Progressiv und charismatisch
Alexis Tsipras wird nicht nur als Chef der Linkspartei SYRIZA streng beobachtet. Mit Charisma und überzeugendem Auftreten verschafft er sich seine Zuhörer.
»Schreckgespenst«, »gefährlichster Mann in Europa«, »Athens Che Guevara« - kaum ein Politiker kann wohl mit gerade einmal 40 Jahren schon auf so viele Beschimpfungen und Vergleiche seines Egos mit historischen Persönlichkeiten zurückblicken. In einem sind sich die Kommentatoren jedoch einig: Alexis Tsipras ist ein glänzender Redner, hat ein sympathisches Auftreten und verfügt über politisches Geschick. Bis der griechische Linkspolitiker ein hohes politisches Amt erreicht, ist es also nur eine Frage der Zeit.
Daran arbeitet der gebürtige Athener selbst seit Jahren. Als Schüler beteiligte sich Tsipras an Protesten und Besetzungen, organisiert war er damals noch bei der kommunistischen Jugend. Doch bereits wenig später wechselte er in die Reihen der Nachwuchsorganisation von Synaspismos, der Linkspartei, die im Juni 2013 in SYRIZA aufging.
Landesweit sorgte Tsipras erstmals für Aufsehen, als er 2006 bei der Bürgermeisterwahl in Griechenlands Hauptstadt auf den dritten Platz kam. Angeleitet hatte ihn der damalige Synaspismos-Chef Alekos Alavanos. Dessen Posten übernahm Tsipras 2008. Seine politische Versiertheit bewies er endgültig, als er auf Abstand zu Alavanos und seinen Gefolgsleuten in der Frage der Euromitgliedschaft Griechenlands ging und innerparteilich die Mehrheit dafür erstritt, dass Hellas in EU und Euro bleibt. Sein Pragmatismus bei wichtigen Entscheidungen und seine gleichzeitig erfrischende Art brachten ihm immer mehr Sympathien ein.

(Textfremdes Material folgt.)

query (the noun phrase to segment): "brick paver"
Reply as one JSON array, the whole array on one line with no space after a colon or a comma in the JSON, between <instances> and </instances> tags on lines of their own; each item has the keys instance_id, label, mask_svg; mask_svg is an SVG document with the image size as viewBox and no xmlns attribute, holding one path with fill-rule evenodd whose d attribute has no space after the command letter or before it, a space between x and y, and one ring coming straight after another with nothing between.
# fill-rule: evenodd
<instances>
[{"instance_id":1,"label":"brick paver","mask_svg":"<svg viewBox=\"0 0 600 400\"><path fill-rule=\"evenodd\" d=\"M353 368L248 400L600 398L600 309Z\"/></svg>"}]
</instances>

Unter der Leitung von Tsipras wurde aus dem Wahlbündnis SYRIZA eine Partei, die bei der Europawahl im Mai 2014 erstmals zur stärksten Kraft in Griechenland bestimmt werden sollte.
Dass Tsipras nicht der Revoluzzer und Blender ist, als den ihn viele konservative Politiker und Medien immer wieder darstellen, zeigt aber auch seine menschliche Standhaftigkeit. Der studierte Bauingenieur lebt mit seiner Jugendliebe und seinen zwei Söhnen in Athen, fährt gern Mofa und verzichtet auf Krawatten. Wie die Wahl am 25. Januar auch ausgeht, Tsipras hat Griechenlands politische Landschaft schon stärker verändert als viele vor ihm. Das könnte ihn schließlich doch zum Revolutionär machen.